Neither made sense. I have such a hard time distinguishing what makes a free-verse poem a poem. Rhyme and meter? Much easier. Linefeeds at odd points? Not so much.
When the parsing is eliminated and the result compressed, “Home to Roost” predictably makes even less sense than the poem version, and yet I can’t figure out how breaking up sentences makes it poetry.
Orr included one by Franz Wright, a Pulitzer Prize winning poet, who wrote
The black balloon
tied to her wrist again, thin hand
an inch above the white
a word to be said
into death, one
which no one else knows
completely on her own –
Night just the shadow of her hell
Is that poetry because it looks like poetry? Because the author says it is poetry? Because someone else says it’s poetry? What if I looked at it as I did “Home to Roost”?
The black balloon tied to her wrist again, thin hand floating an inch above the white white sheet
The body a word to be said into death, one word which no one else knows completely her own –
Night just the shadow of her hell
I’m not asking the audience to try to explain what Wright’s poem means, or even what makes it a poem. I have a feeling it wouldn’t register anyway.
Orr prints the “start of Billy Collins’s best poem, which focuses on the wildly unpromising subject of writing workshops and is called, appropriately enough, ‘Workshop’”:
I might as well begin by saying how much I like the title.
It gets me right away because I’m in a workshop now
so immediately the poem has my attention,
like the Ancient Mariner grabbing me by the sleeve
And I like the first couple of stanzas,
the way they establish this mode of self-pointing
that runs through the whole poem
and tells us that words are food thrown down
on the ground for other words to eat.
I can almost taste the tail of the snake
in its own mouth,
if you know what I mean.
But what I’m not sure about is the voice,
which sounds in places very casual, very blue jeans,
but other times seems standoffish,
professional in the worst sense of the word…
Deep breath.
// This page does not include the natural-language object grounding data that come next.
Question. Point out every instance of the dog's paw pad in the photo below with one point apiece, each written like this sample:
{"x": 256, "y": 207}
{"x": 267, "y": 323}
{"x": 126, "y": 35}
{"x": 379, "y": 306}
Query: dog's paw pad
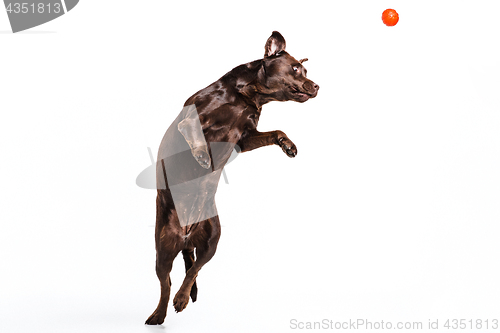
{"x": 180, "y": 302}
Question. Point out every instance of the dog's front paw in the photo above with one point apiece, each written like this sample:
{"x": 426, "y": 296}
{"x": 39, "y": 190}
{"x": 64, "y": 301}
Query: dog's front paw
{"x": 202, "y": 157}
{"x": 156, "y": 318}
{"x": 180, "y": 301}
{"x": 287, "y": 146}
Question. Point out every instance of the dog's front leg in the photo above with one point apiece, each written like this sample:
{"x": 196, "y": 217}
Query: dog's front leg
{"x": 192, "y": 132}
{"x": 255, "y": 139}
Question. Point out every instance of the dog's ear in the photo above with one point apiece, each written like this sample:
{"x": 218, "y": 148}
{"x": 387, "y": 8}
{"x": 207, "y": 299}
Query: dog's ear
{"x": 275, "y": 44}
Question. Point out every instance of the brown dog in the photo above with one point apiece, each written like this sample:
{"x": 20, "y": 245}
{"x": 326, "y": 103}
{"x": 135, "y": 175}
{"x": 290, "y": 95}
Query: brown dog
{"x": 215, "y": 121}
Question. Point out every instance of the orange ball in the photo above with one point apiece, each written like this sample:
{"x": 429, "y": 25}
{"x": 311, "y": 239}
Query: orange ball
{"x": 390, "y": 17}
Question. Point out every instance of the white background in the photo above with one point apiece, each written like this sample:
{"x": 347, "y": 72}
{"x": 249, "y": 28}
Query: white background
{"x": 389, "y": 212}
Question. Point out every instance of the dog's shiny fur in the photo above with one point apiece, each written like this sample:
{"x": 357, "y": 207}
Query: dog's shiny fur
{"x": 228, "y": 111}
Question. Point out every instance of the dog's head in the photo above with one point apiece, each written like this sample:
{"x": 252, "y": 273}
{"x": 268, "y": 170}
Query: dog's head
{"x": 285, "y": 79}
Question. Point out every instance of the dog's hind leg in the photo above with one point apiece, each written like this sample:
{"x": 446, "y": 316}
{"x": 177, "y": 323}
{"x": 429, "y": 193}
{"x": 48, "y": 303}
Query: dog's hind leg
{"x": 188, "y": 255}
{"x": 163, "y": 268}
{"x": 168, "y": 245}
{"x": 205, "y": 241}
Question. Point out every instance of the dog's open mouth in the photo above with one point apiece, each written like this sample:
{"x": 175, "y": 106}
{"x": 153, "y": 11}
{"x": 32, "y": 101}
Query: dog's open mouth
{"x": 299, "y": 95}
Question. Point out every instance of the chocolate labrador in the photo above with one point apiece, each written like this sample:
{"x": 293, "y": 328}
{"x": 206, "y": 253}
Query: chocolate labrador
{"x": 214, "y": 122}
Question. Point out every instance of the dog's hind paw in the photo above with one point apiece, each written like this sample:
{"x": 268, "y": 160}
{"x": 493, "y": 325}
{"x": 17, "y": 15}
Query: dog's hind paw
{"x": 287, "y": 146}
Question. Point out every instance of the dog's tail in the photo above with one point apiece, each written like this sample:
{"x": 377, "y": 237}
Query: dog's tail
{"x": 188, "y": 255}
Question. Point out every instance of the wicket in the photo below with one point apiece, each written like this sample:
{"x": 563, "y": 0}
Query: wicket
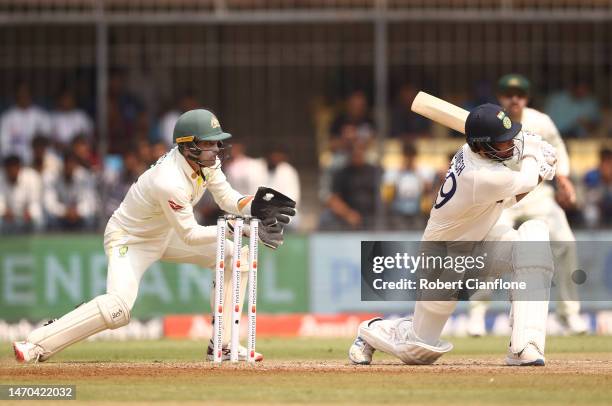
{"x": 236, "y": 280}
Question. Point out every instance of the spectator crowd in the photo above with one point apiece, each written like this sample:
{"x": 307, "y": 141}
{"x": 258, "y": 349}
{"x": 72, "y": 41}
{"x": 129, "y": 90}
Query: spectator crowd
{"x": 53, "y": 178}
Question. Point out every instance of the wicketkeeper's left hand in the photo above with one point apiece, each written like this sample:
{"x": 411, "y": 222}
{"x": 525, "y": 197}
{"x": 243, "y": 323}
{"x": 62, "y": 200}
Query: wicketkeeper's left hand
{"x": 270, "y": 232}
{"x": 269, "y": 204}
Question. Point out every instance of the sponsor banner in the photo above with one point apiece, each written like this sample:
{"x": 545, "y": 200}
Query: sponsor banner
{"x": 47, "y": 276}
{"x": 198, "y": 327}
{"x": 271, "y": 325}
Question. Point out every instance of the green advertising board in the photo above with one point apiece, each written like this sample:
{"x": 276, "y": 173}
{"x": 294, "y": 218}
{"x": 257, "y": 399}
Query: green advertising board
{"x": 44, "y": 277}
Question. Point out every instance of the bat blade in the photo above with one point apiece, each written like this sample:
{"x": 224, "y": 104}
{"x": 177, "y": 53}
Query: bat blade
{"x": 440, "y": 111}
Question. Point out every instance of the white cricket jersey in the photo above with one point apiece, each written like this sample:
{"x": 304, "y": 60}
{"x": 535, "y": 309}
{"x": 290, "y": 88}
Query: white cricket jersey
{"x": 541, "y": 124}
{"x": 473, "y": 195}
{"x": 163, "y": 198}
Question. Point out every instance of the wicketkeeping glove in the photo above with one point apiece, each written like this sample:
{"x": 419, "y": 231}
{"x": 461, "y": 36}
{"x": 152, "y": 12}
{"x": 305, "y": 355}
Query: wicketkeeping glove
{"x": 270, "y": 233}
{"x": 270, "y": 204}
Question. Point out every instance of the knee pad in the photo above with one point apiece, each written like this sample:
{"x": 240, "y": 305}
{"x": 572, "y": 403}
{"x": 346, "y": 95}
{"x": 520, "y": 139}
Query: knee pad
{"x": 114, "y": 310}
{"x": 536, "y": 254}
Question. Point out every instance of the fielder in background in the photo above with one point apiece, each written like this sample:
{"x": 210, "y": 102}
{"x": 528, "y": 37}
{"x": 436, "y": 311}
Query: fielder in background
{"x": 513, "y": 94}
{"x": 478, "y": 187}
{"x": 155, "y": 222}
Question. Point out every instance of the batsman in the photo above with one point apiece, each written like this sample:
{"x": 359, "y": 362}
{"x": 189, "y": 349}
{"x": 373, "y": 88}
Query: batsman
{"x": 155, "y": 222}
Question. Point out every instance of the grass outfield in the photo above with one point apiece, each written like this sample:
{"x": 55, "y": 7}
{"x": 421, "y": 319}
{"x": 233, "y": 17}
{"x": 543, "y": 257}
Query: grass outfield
{"x": 578, "y": 371}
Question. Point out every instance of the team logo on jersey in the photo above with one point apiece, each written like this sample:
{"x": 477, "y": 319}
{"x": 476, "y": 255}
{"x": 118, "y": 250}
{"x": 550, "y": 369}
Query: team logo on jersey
{"x": 174, "y": 206}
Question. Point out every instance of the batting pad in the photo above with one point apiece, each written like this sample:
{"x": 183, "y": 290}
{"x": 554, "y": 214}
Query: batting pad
{"x": 105, "y": 311}
{"x": 534, "y": 266}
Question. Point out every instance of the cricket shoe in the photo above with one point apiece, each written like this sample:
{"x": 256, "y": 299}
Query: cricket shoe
{"x": 226, "y": 353}
{"x": 528, "y": 356}
{"x": 397, "y": 337}
{"x": 361, "y": 352}
{"x": 27, "y": 352}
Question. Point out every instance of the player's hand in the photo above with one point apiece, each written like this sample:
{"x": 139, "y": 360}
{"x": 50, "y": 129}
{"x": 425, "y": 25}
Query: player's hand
{"x": 566, "y": 194}
{"x": 547, "y": 171}
{"x": 271, "y": 204}
{"x": 549, "y": 153}
{"x": 271, "y": 234}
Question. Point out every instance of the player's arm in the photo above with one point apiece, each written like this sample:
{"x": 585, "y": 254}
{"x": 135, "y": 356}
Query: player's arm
{"x": 176, "y": 206}
{"x": 493, "y": 186}
{"x": 566, "y": 193}
{"x": 266, "y": 204}
{"x": 228, "y": 199}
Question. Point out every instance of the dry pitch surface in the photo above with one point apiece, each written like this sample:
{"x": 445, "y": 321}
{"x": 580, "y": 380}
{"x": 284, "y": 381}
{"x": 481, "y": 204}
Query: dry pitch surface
{"x": 578, "y": 371}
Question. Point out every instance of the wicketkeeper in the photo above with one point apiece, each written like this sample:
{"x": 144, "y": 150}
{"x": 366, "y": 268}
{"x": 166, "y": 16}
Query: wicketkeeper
{"x": 155, "y": 222}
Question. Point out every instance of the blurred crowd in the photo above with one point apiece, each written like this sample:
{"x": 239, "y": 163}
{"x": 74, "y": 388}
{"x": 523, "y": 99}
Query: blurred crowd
{"x": 54, "y": 179}
{"x": 355, "y": 186}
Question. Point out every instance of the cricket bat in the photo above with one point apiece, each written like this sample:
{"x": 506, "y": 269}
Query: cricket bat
{"x": 440, "y": 111}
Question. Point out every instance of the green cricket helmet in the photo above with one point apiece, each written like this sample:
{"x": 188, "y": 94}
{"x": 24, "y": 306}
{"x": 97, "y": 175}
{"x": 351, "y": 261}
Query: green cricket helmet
{"x": 199, "y": 125}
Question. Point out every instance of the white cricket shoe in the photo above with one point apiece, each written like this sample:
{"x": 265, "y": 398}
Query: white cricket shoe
{"x": 529, "y": 356}
{"x": 361, "y": 352}
{"x": 397, "y": 337}
{"x": 226, "y": 353}
{"x": 27, "y": 352}
{"x": 573, "y": 324}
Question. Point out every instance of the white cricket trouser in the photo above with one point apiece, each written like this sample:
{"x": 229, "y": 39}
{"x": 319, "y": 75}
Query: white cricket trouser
{"x": 130, "y": 256}
{"x": 564, "y": 254}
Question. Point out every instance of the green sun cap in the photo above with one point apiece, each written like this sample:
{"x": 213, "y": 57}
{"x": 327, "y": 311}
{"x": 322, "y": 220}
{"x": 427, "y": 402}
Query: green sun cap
{"x": 513, "y": 81}
{"x": 198, "y": 125}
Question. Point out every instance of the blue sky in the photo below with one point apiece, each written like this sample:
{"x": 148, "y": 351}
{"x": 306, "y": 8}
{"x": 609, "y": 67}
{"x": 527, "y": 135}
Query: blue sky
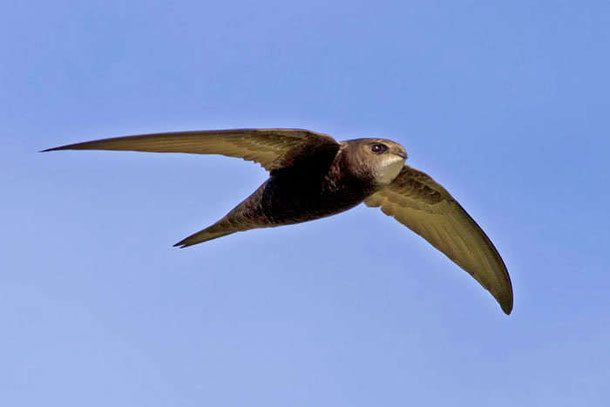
{"x": 504, "y": 103}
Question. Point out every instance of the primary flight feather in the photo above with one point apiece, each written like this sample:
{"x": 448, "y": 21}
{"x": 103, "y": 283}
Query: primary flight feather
{"x": 312, "y": 176}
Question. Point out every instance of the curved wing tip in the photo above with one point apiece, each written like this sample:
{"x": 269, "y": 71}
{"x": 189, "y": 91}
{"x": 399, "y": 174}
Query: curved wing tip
{"x": 507, "y": 306}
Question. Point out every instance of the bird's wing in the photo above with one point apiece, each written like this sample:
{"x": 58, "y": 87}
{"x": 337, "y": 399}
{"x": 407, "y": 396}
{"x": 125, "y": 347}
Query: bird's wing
{"x": 418, "y": 202}
{"x": 272, "y": 148}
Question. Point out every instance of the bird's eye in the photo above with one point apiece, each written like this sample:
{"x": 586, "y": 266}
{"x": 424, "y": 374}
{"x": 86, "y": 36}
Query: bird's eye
{"x": 379, "y": 148}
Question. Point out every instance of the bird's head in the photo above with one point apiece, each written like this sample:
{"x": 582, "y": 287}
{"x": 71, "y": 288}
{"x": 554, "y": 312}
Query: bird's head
{"x": 382, "y": 159}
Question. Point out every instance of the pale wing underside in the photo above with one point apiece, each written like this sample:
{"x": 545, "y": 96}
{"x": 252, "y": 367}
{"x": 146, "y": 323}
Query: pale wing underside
{"x": 272, "y": 148}
{"x": 418, "y": 202}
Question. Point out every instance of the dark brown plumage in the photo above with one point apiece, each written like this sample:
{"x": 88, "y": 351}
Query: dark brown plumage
{"x": 313, "y": 176}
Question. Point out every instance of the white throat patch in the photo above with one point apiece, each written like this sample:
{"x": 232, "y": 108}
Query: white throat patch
{"x": 388, "y": 169}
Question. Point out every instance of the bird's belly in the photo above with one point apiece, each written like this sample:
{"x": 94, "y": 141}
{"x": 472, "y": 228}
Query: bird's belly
{"x": 293, "y": 201}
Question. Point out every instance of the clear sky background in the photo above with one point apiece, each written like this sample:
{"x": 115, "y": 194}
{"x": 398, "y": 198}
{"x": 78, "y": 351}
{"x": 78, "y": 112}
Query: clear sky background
{"x": 506, "y": 103}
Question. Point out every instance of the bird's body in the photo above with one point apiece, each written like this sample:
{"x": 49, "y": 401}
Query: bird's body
{"x": 326, "y": 183}
{"x": 313, "y": 176}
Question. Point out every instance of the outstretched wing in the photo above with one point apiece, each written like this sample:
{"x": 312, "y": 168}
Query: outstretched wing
{"x": 425, "y": 207}
{"x": 272, "y": 148}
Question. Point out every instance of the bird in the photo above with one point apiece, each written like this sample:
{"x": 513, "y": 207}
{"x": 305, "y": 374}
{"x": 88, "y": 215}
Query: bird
{"x": 312, "y": 175}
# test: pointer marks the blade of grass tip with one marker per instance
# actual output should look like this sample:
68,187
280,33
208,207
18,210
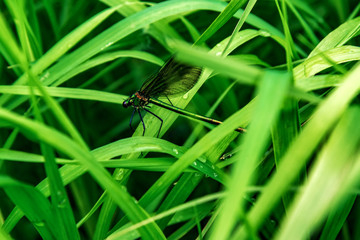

Look left and right. Okay. Anyway, always digging, I found a Collins fan site. Didn’t help – language barrier, I guess – but I am glad that there are people who can appreciate his work.
Orr says that “[t]he best that we can do is to say that only through poetry can we understand poetry.”
Later on the same page, to dispense with a personal connection as the means to understand poetry, Orr says
The basic problem with declaring that poetry is associated in some unique way with our innermost selves is obvious: The overwhelming majority of English-speaking humanity knows nothing whatsoever about poetry, yet many of those people seem to lead inner lives that are perfectly satisfactory. So we can assume that these seemingly contented people are deluded, and doomed to a soulless oblivion of which they’re sadly unaware, or we can acknowledge that whatever one gets from poetry must also be obtainable from other sources.
Now that makes sense. Sort of. I (apparently sadly) am unaware of the soulless oblivion into which I descend for I outside of Dr. Seuss, some of Shel Silverstein, and limericks, the only poems that…reach me…I suppose that’s the phrase, both have to do with roads: Frost’s one not taken, and Tolkien’s one that goes ever on. I wonder what that says about me?
So what makes a poem a poem? Like as not, I’ll never know for sure. But, with art openings and exhibitions aplenty, and occasional foray into literature (or as I’ve been advised…Literature) and a far less than occasional side trip into poetry, I’m trying to expose myself to some of what most would call the “best” things humans have done. And I’m trying to bring them into what I’m doing. For I work in a marvelous world of architecture and engineering and like most, enjoy the benefits of science, both full of evidence of some of the other “best” things humans have done, and yet are too often taken for granted.